A bigger difference from merge()is that the data tables targeted by merge() are generally of the same data structure. While the common scenario of join()is two (or more) data tables with different data structures.
Let’s continue to use the personnel table generated earlier, we now have a personnel table with gender, height and weight, as well as an employee table with nationality and department. We want to make the two tables into a wider table. If the name field of the personnel table is the same as the eid field of the employee table, it means that it is the same person.

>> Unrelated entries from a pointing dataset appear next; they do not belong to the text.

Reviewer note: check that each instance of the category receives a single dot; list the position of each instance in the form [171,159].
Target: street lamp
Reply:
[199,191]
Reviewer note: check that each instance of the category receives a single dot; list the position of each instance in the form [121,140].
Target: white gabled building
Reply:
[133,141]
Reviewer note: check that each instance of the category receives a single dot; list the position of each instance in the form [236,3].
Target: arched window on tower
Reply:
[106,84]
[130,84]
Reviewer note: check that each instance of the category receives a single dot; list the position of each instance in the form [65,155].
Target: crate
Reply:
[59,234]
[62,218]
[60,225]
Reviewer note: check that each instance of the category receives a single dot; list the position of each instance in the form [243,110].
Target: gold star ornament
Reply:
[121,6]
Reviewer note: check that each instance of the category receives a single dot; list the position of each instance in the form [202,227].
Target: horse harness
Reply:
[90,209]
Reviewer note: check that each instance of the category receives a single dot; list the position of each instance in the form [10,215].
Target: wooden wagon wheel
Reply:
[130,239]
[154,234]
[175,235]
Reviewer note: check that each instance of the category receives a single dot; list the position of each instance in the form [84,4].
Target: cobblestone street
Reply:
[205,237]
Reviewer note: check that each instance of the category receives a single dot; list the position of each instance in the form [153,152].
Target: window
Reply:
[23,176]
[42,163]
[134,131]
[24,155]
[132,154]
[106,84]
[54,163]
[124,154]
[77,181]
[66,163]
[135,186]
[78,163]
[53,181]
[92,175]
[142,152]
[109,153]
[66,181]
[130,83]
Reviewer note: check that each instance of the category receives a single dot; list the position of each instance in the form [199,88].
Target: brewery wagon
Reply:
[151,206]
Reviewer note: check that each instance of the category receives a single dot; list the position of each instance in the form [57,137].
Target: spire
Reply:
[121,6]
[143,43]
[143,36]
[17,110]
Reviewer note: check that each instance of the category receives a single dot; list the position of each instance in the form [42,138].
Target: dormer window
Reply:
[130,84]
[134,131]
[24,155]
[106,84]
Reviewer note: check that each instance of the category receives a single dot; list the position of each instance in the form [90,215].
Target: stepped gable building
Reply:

Let’s sort out the code used to generate data. We don’t use the department table at the moment, just discard it.
A | B | C | |
---|---|---|---|
1 | =100.sort(rand()) | [HR,R&D,Sales,Marketing,Admin] | [CHN,USA] |
2 | =100.new(A1(#):eid,C1(rand(2)+1):nation,B1(rand(5)+1):dept) | ||
3 | =100.new(string(~):name,if(rand()<0.5,“Male”,“Female”):sex,50+rand(50):weight,1.5+rand(40)/100:height) |
The eid in employee table A2 is disordered.
Let’s finish the task:
A | B | C | |
---|---|---|---|
… | … | ||
4 | =join(A3:P,int(name);A2:E,eid) | ||
5 | =A4.new(P.name,P.sex,P.weight,P.height,E.nation,E.dept) |
Because the name of A3 is a string type, which is different from the eid of A2, it needs to be converted and written as int(name). We can also convert A2 and write A4 as:
=join(A3:P,name;A2:E,string(eid)) .
The calculation result of A4 is as follows:
A table sequence with two fields. The field values are A3 record and A2 record respectively. Because we did not set the primary key for A2 and A3, the development environment will display the fields of the record as a sequence. It can be seen that the first field of the records on the left and right sides of the same line, that is, name and eid, are the same. This is the result of the join()operation. It will spell together the records with the same name in A3 and eid in A2 (Actually, int(name) and eid are the same, but they look the same).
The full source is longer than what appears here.